Her brown eyes were fixed on the doorway, but did not register his entrance. Carter strode inside and pulled her bare and wet out of the water. He slapped at her cheeks, yelled her name, but she was looking so far away.
"He killed my baby, Carter," she whispered.
Brown eyes, blue lips, red blood, pale, pale skin. She was dripping and straggly. The dark circles under her eyes were bruises of sleeplessness.
Beautiful.
From the very top step at the center of the grand welcome home party, Carter stood tapping his champagne flute with a desert fork. Chuck stopped at the bottom step, looked up in horror as the events unfolded before his eyes. On cue, the small orchestra hired for the occasion shifted from the lively upbeat music to a strong of violins.
The older Baizen gestured to his guests. "I would like to thank you all for joining me in welcoming home my son. If I had two, I would call him the prodigal one." Polite laughter erupted, then just as subtly died. "But Carter is the only heir to my name, and as such whatever he does I will always welcome him home with open arms."
A jovial thanks, a pat on the back. The sight stung, only for the fact that he would never hear it from his own father.
"I was prepared for the worst. You are all aware of Carter's escapades, and have been so generous that you have turned a blind eye on them."

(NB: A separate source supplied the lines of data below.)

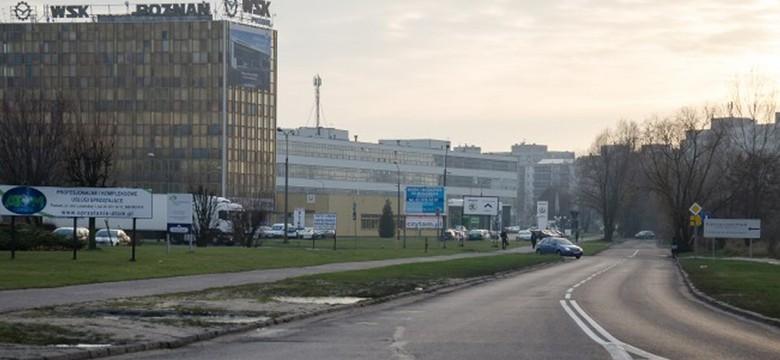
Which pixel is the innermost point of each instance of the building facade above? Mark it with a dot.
(328, 172)
(192, 95)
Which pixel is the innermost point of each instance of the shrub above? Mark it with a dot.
(31, 238)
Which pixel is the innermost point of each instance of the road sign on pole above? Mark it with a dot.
(695, 209)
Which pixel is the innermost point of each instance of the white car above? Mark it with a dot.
(524, 234)
(82, 234)
(112, 237)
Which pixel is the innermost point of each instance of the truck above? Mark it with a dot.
(155, 228)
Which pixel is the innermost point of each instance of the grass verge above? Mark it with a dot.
(745, 284)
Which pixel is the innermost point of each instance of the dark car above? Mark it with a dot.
(645, 234)
(559, 246)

While his own little exploits, thought Chuck, were judged swiftly and harshly. What miracles old money could effect.
"Instead of the worst, nothing could be better than this—"
Carter raised Blair's hand to his lips, and whispered in her ear. She smiled. And then, Chuck felt his chest tighten when slowly her gaze shifted to him. Chuck at the bottom of the step. Her at the top. The fate had turned since that last night. The only thing missing was the puddle of blood around him, but he was certain she would take care of that too.
Everything happened in slow motion. Chuck watched in paralyzed fear as Carter bent on one knee. Around him were audible gasps. With Chuck, it was a silent endless scream. Carter drew a small velvet box from his coat pocket and held it up to her.
For one split second, that to him lasted for a lifetime, Blair's gaze moved from the diamond to him. And he could almost hear her curse at him.
And then the moment was over, and she was smiling down at Carter Baizen, nodding her head and saying "Yes." Over and over that the word grated on him. Carter slipped the ring on her finger, then stood up and caught her up in his arms as they sealed the deal with a kiss.